The Donkey Kong County games have been among the hardest platformers Nintendo has released over the years, with the Wii U and Switch game Donkey Kong Country: Tropical Freeze particularly challenging. The original Super Nintendo Donkey Kong Country is one of Rare’s best games, with tremendously creative levels and a kick-ass soundtrack, but its realistic animations also make it occasionally tough to time your movements.

This is particularly annoying during the game’s mine cart sections, which force you to leap from one piece of broken track to another without making a mistake. The speed at which you have to react is pretty ridiculous, and with a pretty unforgiving extra lives system, the best way to run through the game is with save states on the SNES Classic … just don’t’ tell your friends.

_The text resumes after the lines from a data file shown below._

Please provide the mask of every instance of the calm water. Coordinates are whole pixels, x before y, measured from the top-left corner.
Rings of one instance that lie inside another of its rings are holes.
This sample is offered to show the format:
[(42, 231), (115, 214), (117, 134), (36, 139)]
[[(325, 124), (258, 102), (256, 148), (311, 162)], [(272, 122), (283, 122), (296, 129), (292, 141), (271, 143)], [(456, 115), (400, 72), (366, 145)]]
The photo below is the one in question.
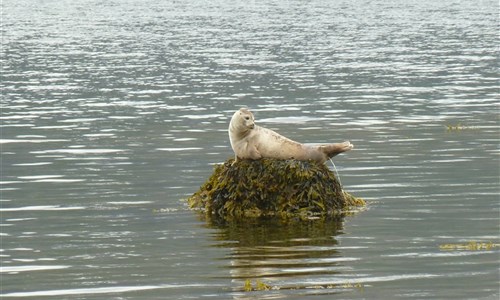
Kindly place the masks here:
[[(439, 246), (500, 243), (498, 3), (436, 2), (4, 0), (0, 297), (497, 299), (499, 248)], [(368, 209), (188, 210), (240, 106), (350, 140)]]

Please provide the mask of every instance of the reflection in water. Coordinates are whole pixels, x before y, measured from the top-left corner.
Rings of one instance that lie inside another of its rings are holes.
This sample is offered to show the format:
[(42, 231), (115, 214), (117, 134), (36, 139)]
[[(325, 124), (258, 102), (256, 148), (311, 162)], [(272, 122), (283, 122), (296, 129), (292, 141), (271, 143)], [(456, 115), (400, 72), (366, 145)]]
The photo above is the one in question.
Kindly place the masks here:
[(241, 292), (245, 283), (247, 288), (251, 283), (253, 290), (270, 289), (266, 295), (273, 298), (285, 297), (291, 290), (329, 294), (347, 287), (339, 282), (348, 281), (339, 278), (349, 269), (347, 262), (357, 259), (343, 257), (339, 251), (335, 237), (342, 233), (342, 225), (341, 217), (211, 224), (220, 230), (216, 247), (231, 249), (225, 259), (235, 290)]

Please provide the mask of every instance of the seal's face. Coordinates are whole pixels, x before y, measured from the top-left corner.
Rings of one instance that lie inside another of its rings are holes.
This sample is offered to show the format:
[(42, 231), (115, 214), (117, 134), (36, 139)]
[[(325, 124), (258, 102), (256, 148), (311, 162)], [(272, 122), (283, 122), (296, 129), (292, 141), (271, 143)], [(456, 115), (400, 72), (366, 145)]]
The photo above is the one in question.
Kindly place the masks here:
[(241, 108), (239, 110), (240, 121), (243, 128), (246, 130), (251, 130), (255, 128), (255, 119), (253, 114), (246, 108)]

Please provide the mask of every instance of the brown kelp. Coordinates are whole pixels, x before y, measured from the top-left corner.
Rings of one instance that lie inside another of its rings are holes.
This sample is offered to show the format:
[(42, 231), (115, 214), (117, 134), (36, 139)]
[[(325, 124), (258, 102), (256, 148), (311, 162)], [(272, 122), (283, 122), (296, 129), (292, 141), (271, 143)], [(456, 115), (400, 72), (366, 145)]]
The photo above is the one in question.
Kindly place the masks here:
[(343, 191), (325, 164), (299, 160), (230, 159), (188, 199), (212, 217), (338, 215), (365, 202)]

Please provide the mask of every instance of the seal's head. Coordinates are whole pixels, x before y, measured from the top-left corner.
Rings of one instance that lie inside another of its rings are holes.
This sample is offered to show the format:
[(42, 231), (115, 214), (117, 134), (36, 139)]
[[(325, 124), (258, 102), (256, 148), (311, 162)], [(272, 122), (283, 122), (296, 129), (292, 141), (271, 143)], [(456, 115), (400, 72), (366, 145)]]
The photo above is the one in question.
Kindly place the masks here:
[(245, 133), (255, 128), (255, 119), (248, 108), (240, 108), (231, 118), (229, 129), (238, 133)]

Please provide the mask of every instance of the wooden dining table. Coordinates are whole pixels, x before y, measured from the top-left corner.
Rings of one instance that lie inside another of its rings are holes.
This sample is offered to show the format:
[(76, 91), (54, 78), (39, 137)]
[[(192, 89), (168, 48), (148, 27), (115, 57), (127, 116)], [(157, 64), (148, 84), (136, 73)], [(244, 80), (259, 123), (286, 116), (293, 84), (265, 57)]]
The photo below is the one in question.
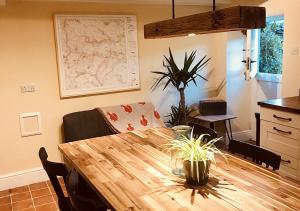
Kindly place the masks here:
[(173, 137), (153, 128), (58, 148), (114, 210), (300, 210), (298, 183), (229, 154), (211, 165), (207, 185), (187, 186), (161, 147)]

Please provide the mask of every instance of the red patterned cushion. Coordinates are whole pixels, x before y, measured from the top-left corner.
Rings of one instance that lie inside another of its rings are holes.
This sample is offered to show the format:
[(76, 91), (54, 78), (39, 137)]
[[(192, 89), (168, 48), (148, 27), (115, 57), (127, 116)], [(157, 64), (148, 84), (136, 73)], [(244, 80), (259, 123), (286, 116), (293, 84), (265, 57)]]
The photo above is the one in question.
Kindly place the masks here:
[(165, 127), (152, 103), (139, 102), (98, 108), (116, 132)]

BioShock Infinite – the Siren


Unlike the other entries on this list, the Siren boss fight in BioShock Infinite isn’t frustrating because it’s difficult – it’s just plain annoying. As we’re approaching the climax of a game that largely centers on the characters Booker, Elizabeth, and Comstock, the story takes a pause to examine the bad blood between Elizabeth and her late mother. As this is a shooter, this naturally takes the form of a boss fight, and not a good one.

The ghost-like Siren revives dead citizens and sends them after Booker, who must avoid or kill them while trying to land shots on the Siren before she teleports to a new area. What ultimately could have been done in a cut scene is instead a long, boring fight against a character whose inclusion serves almost no purpose in the story.